LISTEN traffic broke. A subscription-pubsub service used LISTEN to react to row changes. Worked direct; broke through PgBouncer transaction mode. We moved that service to a session-mode PgBouncer pool (separate config), or you could just have that one service connect direct.
Prepared statements caused weird errors during a Postgres upgrade. Our Postgres library cached prepared statements by name on the client side. After failover (different server connection), the cached name was stale on the new connection. Adding prepare_threshold=0 to the connection string disabled prepared statements for that service. Fix took longer than it should have because the error message was unhelpful.
Start with PgBouncer in transaction mode for new apps. Cheap insurance against the connection-limit cliff.

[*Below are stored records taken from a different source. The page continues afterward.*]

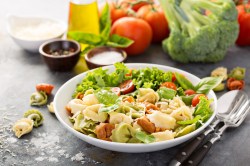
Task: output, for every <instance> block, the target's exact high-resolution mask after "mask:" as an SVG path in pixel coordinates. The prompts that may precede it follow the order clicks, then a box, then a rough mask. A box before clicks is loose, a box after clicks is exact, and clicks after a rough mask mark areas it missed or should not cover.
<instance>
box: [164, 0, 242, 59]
mask: <svg viewBox="0 0 250 166" xmlns="http://www.w3.org/2000/svg"><path fill="white" fill-rule="evenodd" d="M160 3H161V6H162V8H163V10H164V13H165V16H166V18H167V20H168V23H169V27H170V29H171V32H170V36H169V37H168V38H167V39H165V40H164V41H163V50H164V51H165V52H167V53H168V54H169V55H170V56H171V58H172V59H174V60H176V61H179V62H182V63H187V62H217V61H219V60H222V59H223V58H224V56H225V54H226V51H227V49H228V47H230V46H231V45H233V44H234V42H235V40H236V39H237V36H238V31H239V27H238V23H237V10H236V7H235V5H234V3H233V2H231V0H216V1H210V0H199V1H197V0H160ZM205 11H209V14H205Z"/></svg>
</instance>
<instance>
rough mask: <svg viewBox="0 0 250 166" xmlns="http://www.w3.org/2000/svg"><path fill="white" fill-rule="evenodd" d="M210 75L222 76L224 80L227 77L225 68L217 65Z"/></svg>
mask: <svg viewBox="0 0 250 166" xmlns="http://www.w3.org/2000/svg"><path fill="white" fill-rule="evenodd" d="M211 76H212V77H222V78H223V80H224V81H225V80H226V79H227V68H225V67H218V68H216V69H214V70H213V71H212V72H211Z"/></svg>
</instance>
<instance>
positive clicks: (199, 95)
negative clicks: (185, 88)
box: [192, 94, 207, 107]
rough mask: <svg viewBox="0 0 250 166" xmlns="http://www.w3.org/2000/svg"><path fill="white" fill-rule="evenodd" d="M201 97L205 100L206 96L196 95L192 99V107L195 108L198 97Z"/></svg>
mask: <svg viewBox="0 0 250 166" xmlns="http://www.w3.org/2000/svg"><path fill="white" fill-rule="evenodd" d="M201 96H204V97H206V98H207V96H206V95H204V94H197V95H195V96H194V98H193V99H192V106H194V107H195V106H196V105H197V104H198V103H199V102H200V97H201Z"/></svg>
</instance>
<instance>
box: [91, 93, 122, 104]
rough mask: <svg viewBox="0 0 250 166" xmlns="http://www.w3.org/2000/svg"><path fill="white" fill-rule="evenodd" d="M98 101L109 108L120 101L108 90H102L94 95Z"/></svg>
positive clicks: (114, 94)
mask: <svg viewBox="0 0 250 166" xmlns="http://www.w3.org/2000/svg"><path fill="white" fill-rule="evenodd" d="M94 94H95V96H96V98H97V100H98V101H99V102H100V103H102V104H104V105H107V106H110V105H113V104H115V103H116V100H117V99H118V96H117V95H116V94H115V93H113V92H111V91H108V90H100V91H97V92H95V93H94Z"/></svg>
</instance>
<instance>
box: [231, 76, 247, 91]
mask: <svg viewBox="0 0 250 166" xmlns="http://www.w3.org/2000/svg"><path fill="white" fill-rule="evenodd" d="M244 87H245V82H244V81H243V80H236V79H234V78H229V79H228V80H227V88H228V89H229V90H236V89H238V90H241V89H243V88H244Z"/></svg>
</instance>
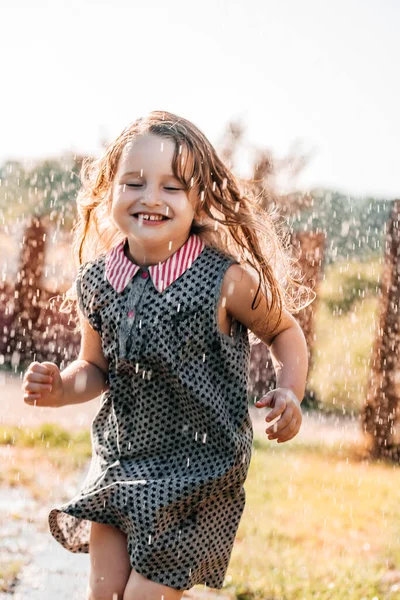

Use SET LOCAL, not SET. In transaction-mode PgBouncer this matters; in direct connections it doesn't hurt.
Pool size starts small. Tune empirically. 2× CPU on the database is a reasonable starting point. Most teams over-pool.
Scrape PgBouncer metrics from day one. cl_waiting is the most useful alert signal you'll get for "your database layer is saturated."
RDS Proxy on AWS if you don't want to operate PgBouncer. Costs more, ops-free. Same model — transaction-mode pooling in front of Postgres.
Connection pooling isn't optional once you have a handful of services talking to the same database. PgBouncer is the lightweight, well-understood answer. The mode tradeoffs are real but small; the operational discipline (sizing, metrics) is where the actual work is.